The biochemist assessing the patient’s blood MMP-9 concentration is often unaware of the patient’s medical treatment, and the effect of concomitant medications on measured MMP-9 levels has not been adequately studied [5].

In a recent study, the associations of MMPs-2 and -9 with COVID-19 and its outcome were investigated [18]. In that study, patients with PCR-confirmed COVID-19 were 53 subjects who were admitted to the Intensive Care Unit (ICU) and controls consisted of 28 healthy subjects without COVID-19. Blood samples were drawn from all patients with COVID-19 within 48 H of the ICU admission. Average ages of the controls and patients were 57.8 ± 2.4 and 59.5 ± 1.7, respectively. They demonstrated that as compared to that of the controls, in the patients with COVID-19, the plasma MMP-2 was lower and that plasma MMP-9 was higher. Their survival analysis revealed that COVID-19-related mortality was associated with increased MMPs-2 and -9 levels. Our findings related to the changes of MMPs-2 and 9 levels of maternal blood had some contradictory properties. In that study, their study had no participants with pregnancy; their drugs used to reduce complaints of patients were considerably different; the subject required ICU management; and the study population had chronic disorders like hypertension and diabetes mellitus. The fact that the patients with COVID-19 in this study had diabetes and vascular diseases may have caused the MMP levels to change independently of the disease. The difference in MMP levels in our study regarding the findings of D Avila-Mesquita et al. [18] may be due to the following: the participants were younger pregnant women; the participants did not have chronic diseases such as diabetes and hypertension that could affect MMP levels; and that blood samples with MMP measurements were obtained from the participants undergone LMWH administration for the treatment of COVID-19.

There are limitations of this study regarding the nature of its design as prospective cohort study including the measurements of MMPS at the beginning of COVID-19 management. It may have more informative findings when it has serial measurements of MMPs. With or without LMWH administration, MMPs could be measured to clarify their regulation.

CONCLUSIONS

In the pregnant women, COVID-19 decreases the serum MMP-9 but does not change the serum MMP-2. COVID-19 with abnormal CT findings causes minimal decrease in the serum MMP-2 but decreases the serum MMP-9 with abnormal CT findings.

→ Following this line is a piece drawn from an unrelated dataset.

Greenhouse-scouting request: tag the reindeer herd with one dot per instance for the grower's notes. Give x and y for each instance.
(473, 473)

Considering the study variables of current study, the probability of LMWH-related MMP alterations need to be a study topic to clarify the possible contribution of LMWH to the status of serum MMPs in pregnant women with COVİD-19 especially in the women with COVID-19 with abnormal CT findings.

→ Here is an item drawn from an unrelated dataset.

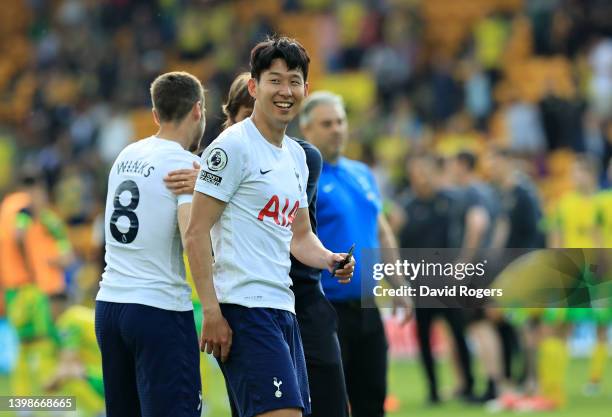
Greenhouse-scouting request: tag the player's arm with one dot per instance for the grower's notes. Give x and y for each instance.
(390, 253)
(308, 249)
(205, 212)
(182, 181)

Article information and declarations
Authors contributions

All authors participated in the concept and design of the present study, in the analysis and interpretation of the data, in the draft or revision of the manuscript, and they have approved the manuscript as submitted. All authors are responsible for the reported research.

Conflict of interests

The authors have no conflict of interests to declare.